Because low-dose aspirin is a daily intervention that needs to be maintained throughout the course of pregnancy, there are many opportunities for patients to decide not to take it. Some mothers don’t know why they’re being put on the medication, while others may assume low-dose aspirin will harm their baby due to the labeling on over-the-counter bottles. What’s more, preeclampsia disproportionately impacts non-Hispanic Black women in the US – a population who already has a well-deserved distrust in the medical system.
When Ashley became pregnant with her second child in 2021, she met with her care team wanting to know how to prevent what happened in her first birth from happening again. Prior to her first pregnancy, Ashley had never heard of HELLP syndrome and had assumed that preeclampsia may be related to a mother’s weight. “During a physician consult, I was assured – and I think this helped me psychologically – it’s nothing that I did or didn’t do for why I got it. Anybody big or small could have high blood pressure,” she says.
Together, Ashley and her care team decided to pursue a low-dose aspirin regimen, from 12-35 weeks. Wanting to actively participate in her own care, Ashley got a home blood pressure monitor and logged her levels periodically. She did not experience high blood pressure at any time throughout her pregnancy, and delivered another healthy baby girl at full term.
Ashley is one of about a dozen members on the Patient Advisory Committee for the CMQCC Low-Dose Aspirin Initiative. The committee meets online once a month to share their experiences with preeclampsia and provide feedback on the initiative’s efforts.
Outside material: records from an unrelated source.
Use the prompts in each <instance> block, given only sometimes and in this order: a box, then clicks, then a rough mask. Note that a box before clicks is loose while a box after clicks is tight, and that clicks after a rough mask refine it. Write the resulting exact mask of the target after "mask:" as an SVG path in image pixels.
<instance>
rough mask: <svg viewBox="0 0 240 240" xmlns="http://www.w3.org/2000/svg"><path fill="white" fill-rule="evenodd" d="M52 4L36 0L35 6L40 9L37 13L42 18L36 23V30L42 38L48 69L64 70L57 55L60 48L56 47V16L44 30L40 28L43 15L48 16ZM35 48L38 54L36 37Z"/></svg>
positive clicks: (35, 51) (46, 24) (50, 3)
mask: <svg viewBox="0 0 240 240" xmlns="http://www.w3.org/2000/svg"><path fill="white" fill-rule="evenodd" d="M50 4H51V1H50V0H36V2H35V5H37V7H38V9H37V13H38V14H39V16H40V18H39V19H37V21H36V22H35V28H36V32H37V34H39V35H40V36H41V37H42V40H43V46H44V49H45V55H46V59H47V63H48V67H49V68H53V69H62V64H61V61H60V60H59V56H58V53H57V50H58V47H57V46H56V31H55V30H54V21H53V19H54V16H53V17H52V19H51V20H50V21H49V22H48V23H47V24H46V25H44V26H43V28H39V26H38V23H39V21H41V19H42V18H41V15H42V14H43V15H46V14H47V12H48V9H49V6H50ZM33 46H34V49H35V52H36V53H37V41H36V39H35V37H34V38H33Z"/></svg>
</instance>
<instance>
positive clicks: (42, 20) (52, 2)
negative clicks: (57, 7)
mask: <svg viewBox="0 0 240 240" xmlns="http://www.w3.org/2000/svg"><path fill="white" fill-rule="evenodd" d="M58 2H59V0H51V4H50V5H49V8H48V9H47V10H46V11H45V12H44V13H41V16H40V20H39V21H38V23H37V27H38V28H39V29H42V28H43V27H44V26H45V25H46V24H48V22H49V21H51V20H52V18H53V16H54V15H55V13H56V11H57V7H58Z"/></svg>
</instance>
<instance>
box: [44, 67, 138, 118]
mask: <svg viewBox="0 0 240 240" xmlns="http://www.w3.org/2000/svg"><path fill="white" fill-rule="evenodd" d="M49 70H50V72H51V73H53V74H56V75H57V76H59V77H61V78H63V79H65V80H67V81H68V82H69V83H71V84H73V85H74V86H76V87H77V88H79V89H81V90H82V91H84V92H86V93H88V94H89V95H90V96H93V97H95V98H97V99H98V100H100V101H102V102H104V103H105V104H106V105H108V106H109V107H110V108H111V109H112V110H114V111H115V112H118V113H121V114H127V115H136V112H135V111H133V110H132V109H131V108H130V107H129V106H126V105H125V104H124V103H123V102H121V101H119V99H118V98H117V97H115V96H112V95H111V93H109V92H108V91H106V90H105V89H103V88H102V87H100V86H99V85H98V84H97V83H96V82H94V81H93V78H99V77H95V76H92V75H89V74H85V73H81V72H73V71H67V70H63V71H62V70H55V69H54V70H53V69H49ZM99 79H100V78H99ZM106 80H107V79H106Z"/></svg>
At a recent meeting, CMQCC Lead for Community Engagement, Lindsay du Plessis, DrPH, MPH, shared a flier with members that presented the risk factors and warning signs for preeclampsia in text and graphics. “We designed our patient education materials to help patients guide discussions about preeclampsia with their health care provider, empowering them to advocate for themselves and their baby,” Dr. du Plessis says. “If you’re at risk for preeclampsia and you’re on low-dose aspirin, that will not only help you, but your baby too.”
Patient Advisory Committee members discussed making the flier into a refrigerator magnet, or printing a QR code on a keychain card to enable access to a digital version by smartphone. Group consensus was the flier’s information gave moms tools for agency – action words that they could bring to their providers to alert them of possible preeclampsia.
As Ashley explains, “If you at least know what questions to ask, know what could happen to your body, and you feel like your medical care team trusts you as the patient and is not holding anything back, I think you could journey through 9 months in a good head space to literally push through the other side.”